Représenté par l’agence MYOP en France et Panos Pictures à l’international, publié dans les plus grands magazines et quotidiens internationaux (Paris Match, Figaro Magazine, National Geographic, Stern…), Maitre s’attache au reportage au long cours, à l’enquête géopolitique et au traitement d’une problématique dans son entièreté. « On compartimente souvent l’Afrique, même chez les photographes : il y a les photographes de guerre, les photographes animaliers, ceux qui couvrent les traditions… Mais c’est un tout, tout est lié. »
Entre les rayons du soleil couchant, un berger peul ramène son troupeau en ville pour y passer la nuit. « L’insécurité est extrême et leurs bêtes, c’est toute leur vie », explique Maitre. « Peuls du Sahel » témoigne des traditions et du mode de vie très particulier de ces populations longtemps maltraitées par les autorités. « Il y a toujours eu une peur envers ces peuples nomades, car difficiles à contrôler. » Cité dans l’exposition, le Dr. Bréma Ely Dicko, sociologue et maître de conférences à l’Université des Lettres et des Sciences de Bamako, le confirme : « Comme l’indique [l’écrivain malien] Amadou Hampâté Bâ “un Peul sans troupeau, c’est comme un prince sans couronne”. »
Autre photo, autre lieu : deux jeunes hommes ont le visage couvert de peinture, d’un rouge vif qui jaillit du cadre. Ils célèbrent le Geerewol dans le village de Tamaya, au Niger. Chaque année à la fin de la saison des pluies, en septembre, les peuls Wodaabe se retrouvent après un an de transhumances pour cette fête traditionnelle. « C’est splendide. C’est un concours de beauté où les femmes choisissent un homme soit pour une nuit ou pour le mariage. C’est aussi un moment où il peuvent recevoir des vaccins, faire les papiers. C’est une rencontre essentielle, elle structure leur vie », décrit Maitre.
Sorcier de la couleur, journaliste « storyteller », Pascal Maitre documente de façon remarquable, toujours avec rigueur, une communauté qui a traversé les âges et qui se retrouve aujourd’hui confrontée aux tourments qui frappent cette région de l’Afrique, que lui-même qualifie de « bombe à retardement ».
Avec des textes et légendes détaillées, des cartes précises, il a voulu que cette exposition soit la plus complète et pédagogique possible. « C’est notre rôle de lanceur d’alerte, surtout dans une période comme maintenant où on ne parle quasiment que de l’Ukraine, où le spot éclaire une partie du monde et laisse l’autre dans l’ombre. »

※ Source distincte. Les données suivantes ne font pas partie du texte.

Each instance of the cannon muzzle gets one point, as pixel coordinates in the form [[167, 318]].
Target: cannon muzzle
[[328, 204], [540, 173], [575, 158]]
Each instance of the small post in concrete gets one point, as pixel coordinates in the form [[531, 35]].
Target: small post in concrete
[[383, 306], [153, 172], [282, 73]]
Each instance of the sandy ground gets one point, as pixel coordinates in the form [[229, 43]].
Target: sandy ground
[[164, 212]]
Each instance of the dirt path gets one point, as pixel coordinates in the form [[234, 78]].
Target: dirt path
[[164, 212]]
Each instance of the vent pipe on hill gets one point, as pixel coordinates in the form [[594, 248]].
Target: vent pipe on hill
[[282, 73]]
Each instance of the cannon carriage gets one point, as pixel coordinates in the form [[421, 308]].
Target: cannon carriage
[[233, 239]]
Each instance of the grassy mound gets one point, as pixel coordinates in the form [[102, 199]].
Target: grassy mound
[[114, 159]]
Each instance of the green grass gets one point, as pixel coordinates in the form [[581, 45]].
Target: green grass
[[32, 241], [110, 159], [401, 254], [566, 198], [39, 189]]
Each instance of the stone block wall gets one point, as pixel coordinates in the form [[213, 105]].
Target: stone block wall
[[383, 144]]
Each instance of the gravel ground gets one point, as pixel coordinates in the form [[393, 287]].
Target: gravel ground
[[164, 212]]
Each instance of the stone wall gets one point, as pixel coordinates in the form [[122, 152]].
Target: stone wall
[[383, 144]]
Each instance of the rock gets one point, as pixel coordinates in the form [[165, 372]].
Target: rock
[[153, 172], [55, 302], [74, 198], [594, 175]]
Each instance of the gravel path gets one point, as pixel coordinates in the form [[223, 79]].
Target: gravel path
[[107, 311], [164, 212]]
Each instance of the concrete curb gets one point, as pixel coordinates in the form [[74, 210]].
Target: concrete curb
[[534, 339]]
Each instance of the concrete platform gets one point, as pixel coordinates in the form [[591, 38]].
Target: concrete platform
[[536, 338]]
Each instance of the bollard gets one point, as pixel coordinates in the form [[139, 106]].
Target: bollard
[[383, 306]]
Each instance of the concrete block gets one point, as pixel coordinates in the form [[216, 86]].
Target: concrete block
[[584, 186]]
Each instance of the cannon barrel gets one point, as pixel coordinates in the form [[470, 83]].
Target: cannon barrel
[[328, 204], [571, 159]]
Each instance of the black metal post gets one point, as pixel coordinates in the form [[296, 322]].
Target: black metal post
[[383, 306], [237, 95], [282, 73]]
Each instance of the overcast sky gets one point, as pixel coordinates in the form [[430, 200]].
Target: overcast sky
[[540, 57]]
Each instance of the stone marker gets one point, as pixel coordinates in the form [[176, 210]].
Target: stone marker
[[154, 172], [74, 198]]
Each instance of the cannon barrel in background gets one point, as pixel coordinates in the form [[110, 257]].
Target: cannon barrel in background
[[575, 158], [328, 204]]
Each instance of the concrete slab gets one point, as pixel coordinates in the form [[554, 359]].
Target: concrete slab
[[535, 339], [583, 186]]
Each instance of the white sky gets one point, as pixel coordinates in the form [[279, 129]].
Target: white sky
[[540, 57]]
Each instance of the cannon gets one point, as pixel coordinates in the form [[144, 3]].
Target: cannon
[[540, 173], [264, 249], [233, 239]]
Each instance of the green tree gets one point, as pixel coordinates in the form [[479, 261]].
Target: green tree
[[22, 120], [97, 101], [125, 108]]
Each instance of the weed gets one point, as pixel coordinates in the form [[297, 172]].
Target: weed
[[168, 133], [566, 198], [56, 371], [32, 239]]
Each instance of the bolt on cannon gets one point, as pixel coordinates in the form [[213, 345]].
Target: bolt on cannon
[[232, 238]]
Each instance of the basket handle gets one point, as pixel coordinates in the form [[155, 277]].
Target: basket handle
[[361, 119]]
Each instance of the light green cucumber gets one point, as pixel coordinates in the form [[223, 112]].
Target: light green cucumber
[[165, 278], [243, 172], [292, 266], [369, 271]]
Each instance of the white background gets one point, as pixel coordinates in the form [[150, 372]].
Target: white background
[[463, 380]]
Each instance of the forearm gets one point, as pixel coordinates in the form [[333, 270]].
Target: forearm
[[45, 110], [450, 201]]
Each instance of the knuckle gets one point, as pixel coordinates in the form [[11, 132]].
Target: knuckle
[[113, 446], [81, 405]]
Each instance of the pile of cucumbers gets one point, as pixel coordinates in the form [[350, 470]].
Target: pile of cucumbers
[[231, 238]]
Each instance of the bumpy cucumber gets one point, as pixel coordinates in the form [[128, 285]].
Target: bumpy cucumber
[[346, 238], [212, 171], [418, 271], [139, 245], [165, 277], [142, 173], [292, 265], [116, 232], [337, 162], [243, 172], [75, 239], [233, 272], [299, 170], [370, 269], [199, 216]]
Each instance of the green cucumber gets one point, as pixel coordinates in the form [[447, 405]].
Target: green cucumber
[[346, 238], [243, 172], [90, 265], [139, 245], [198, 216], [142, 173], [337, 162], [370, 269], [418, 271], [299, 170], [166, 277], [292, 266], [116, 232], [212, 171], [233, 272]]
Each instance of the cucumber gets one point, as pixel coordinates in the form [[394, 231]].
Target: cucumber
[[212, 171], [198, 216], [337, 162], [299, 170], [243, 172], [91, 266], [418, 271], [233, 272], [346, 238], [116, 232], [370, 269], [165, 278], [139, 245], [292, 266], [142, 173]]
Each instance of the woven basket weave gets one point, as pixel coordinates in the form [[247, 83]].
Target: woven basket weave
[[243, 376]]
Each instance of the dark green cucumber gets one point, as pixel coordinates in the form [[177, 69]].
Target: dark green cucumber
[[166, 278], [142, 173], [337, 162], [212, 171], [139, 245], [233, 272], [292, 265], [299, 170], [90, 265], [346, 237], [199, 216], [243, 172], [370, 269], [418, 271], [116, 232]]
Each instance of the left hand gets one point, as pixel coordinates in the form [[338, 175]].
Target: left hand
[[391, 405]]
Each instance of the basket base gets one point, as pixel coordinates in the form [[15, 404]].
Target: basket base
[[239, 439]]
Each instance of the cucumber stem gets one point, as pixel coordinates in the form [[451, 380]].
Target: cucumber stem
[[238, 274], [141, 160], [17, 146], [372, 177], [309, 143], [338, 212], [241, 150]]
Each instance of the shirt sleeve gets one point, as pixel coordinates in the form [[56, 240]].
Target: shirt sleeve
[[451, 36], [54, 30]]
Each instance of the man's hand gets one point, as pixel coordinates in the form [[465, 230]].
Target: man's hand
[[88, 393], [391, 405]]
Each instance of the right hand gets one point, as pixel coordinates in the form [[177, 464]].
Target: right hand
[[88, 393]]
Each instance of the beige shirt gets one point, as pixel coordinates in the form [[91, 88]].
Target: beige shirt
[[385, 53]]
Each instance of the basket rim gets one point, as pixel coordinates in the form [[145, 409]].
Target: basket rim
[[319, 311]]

Exposition « Peuls du Sahel » de Pascal Maitre au Pavillon Comtesse de Caen – 27 quai de Conti – Paris 6e. Entrée libre. Du 20 octobre au 4 décembre 2022.
*Olivier Jobard est le lauréat de l’édition 2022 du Prix de Photographie Marc Ladreit de Lacharrière – Académie des beaux-arts, pour son projet Souvenirs d’une vie envolée, ma famille afghane.